Friday, July 26, 2013

5 Risks No kickstarter ever lists, but should.

Recently Reddit, and Penny Arcade Report cited a Kickstarter Campaign which was successfully funded, but failed to deliver the product.  Based on comments and  tweets the game had a lot going for it.  Backers say that the game mechanics were done, that playtest had gotten to final stages.  But the game was still not produced.  There are rumors that they were attempting to start a company using funding from the project.  The kickstarter campaign clearly states that it is to produce a board game, not found a company.  Unfortunately a project is not a company, and if I had to guess I would assume that not understanding this point led to their downfall.


On one hand I feel for the backers who lost their money, it sucks to lose money.  On the other hand I work in Financial Services during the day, discussing investment portfolios.  Portfolios in which you can lose money. Portfolios where past performance is no guarantee of future success.  That sentiment is on every document, every statement, and every prospectus.  It is all but stamped on our forehead.  Everyone knows that people lose money based on the outcome of the stock market.  For most investors its expected.  Why don’t backers of kickstarters feel the same way?  They should.

And maybe kickstarter should have a boiler plate statement as well.  Maybe, if people starting projects were really honest with themselves and the community, they would include the real risks.  At the moment most projects enter very little to no information in the ‘Risks’ section of their project.  It was very good of Kickstarter to include that section.  But it is very bad that no one fills it out honestly. At best this is the mark of a passionate team, who believe in themselves to the point of being overconfident.  At worst the risks section is an outright lie.  So here are the 5 Risks EVERY kickstarter should include if they were really honest.

Risk 1
We could be incompetent, amateurs, overly specialize professionals or overconfident professionals.  Due to our inexperience we could use all the money on doing something completely outside the scope of what we have stated above.  We might be really good at game design, or graphic design, or building kickstarter pages, but we might suck at running projects.  We could underestimate the cost of any of a dozen things including (but not limited to) concept art, back end systems, cardboard could make card stock too expensive to purchase.  We might be a risk.

Risk 2
We have to work with other companies, contractors, payment systems, support systems, dropbox, Google.  Our ability to complete this project relies in some part on our ability to work successfully with our partners.  We could be jerks, fight with our partners and lose all your money in the process.  There could be a systems crash, or network disruption.  There could be fire, theft, or earthquakes which destroys all our work, and wastes all your money.  Our partners might be a risk.

Risk 3
We could have greatly underestimated the scope of the project or the number of people it will take to complete the project.  Or ‘committed team members’ could leave, making our estimates of scope wrong.  This could lead to us using up all the money before anything gets produced.  Or we may have overestimated our ability to deliver swag.  We could end up spending everything on t-shirts and lose all your money.  The project itself might be a risk.

Risk 4
We have to continually report to [X] stakeholders.  Where [X] is the number of backers.  Plus media.  Plus new people that didn't get in on the kickstarter, but want the thing we’re making.  That pressure of having to report and manage the relationship with our stakeholders could be overwhelming.  We could get distracted by ‘community management’, and lose all your money hiring PR firms, or starting forum boards or twiddling our thumbs on twitter.  Having your on board might be a risk.

Risk 5
We could do all of these things correctly.  We could manage ourselves, manage our partners, manage our resources and communication, and simply just fail.  We could toil for years try our hardest, do our best, and still you could lose all your money through no fault of our own.  An uncertain future is definitely a risk.
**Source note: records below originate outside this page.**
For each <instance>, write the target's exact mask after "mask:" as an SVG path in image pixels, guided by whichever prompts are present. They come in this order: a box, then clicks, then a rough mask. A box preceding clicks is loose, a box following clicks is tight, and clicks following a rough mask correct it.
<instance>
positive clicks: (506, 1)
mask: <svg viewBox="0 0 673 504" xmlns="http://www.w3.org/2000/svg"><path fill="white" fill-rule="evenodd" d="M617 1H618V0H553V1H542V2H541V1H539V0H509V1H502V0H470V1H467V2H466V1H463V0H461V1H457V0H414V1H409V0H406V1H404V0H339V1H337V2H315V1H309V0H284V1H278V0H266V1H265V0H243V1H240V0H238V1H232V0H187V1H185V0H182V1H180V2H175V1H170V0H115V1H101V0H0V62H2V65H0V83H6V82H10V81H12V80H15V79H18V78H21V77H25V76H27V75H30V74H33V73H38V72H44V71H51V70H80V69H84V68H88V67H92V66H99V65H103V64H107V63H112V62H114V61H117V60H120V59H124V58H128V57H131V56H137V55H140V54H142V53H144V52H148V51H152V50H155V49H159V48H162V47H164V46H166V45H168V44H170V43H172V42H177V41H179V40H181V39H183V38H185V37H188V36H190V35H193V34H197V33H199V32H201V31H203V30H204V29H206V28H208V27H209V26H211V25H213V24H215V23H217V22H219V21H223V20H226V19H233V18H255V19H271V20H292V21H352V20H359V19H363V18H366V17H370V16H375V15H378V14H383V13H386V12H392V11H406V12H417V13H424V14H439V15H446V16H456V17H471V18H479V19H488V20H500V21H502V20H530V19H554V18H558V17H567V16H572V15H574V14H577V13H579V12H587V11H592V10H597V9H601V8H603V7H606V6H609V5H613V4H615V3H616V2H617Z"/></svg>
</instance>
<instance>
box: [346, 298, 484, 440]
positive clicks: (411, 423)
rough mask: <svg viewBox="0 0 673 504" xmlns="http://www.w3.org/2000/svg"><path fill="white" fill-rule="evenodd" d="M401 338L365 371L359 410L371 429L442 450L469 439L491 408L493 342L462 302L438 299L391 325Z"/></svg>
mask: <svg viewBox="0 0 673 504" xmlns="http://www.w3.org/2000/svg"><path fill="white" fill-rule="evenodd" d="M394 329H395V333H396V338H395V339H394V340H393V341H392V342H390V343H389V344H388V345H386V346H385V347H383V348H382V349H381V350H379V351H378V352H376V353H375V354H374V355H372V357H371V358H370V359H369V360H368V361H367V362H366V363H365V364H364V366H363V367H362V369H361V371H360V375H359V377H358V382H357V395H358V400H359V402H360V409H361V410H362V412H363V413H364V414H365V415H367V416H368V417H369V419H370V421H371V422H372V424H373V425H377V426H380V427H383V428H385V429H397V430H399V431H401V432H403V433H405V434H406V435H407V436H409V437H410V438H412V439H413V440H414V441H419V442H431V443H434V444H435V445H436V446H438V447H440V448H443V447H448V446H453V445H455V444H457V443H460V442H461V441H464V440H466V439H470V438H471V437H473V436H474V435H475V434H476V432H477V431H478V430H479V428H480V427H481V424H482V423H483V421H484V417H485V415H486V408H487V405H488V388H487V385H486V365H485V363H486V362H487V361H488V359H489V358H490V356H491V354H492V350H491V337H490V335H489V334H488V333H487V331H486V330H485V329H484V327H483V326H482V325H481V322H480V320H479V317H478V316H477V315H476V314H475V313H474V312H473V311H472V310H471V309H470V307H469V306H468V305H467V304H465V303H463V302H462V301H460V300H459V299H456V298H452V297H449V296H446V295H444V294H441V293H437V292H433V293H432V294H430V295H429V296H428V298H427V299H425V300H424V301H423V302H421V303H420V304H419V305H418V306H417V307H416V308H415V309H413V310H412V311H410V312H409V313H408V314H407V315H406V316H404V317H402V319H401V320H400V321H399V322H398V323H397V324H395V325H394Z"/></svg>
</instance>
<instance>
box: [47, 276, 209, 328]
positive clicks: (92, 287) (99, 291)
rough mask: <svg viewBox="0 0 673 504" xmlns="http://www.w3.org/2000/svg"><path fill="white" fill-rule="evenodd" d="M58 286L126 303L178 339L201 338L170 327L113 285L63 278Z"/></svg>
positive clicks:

If a project was really honest with you, it would list all these things in the Risks section of kickstarter…  But if we, as backers were really honest with ourselves, we would realize already that it’s incredibly hard to complete a project, start a company, or get anything done in this world.  That doesn't mean that we can't hope, dream and support people who we think can really make it.  So go back those campaigns, but realize that you could lose all your money.  And check out this article about the successful kickstarter for Shadowrun: Returns for a team that has shit together.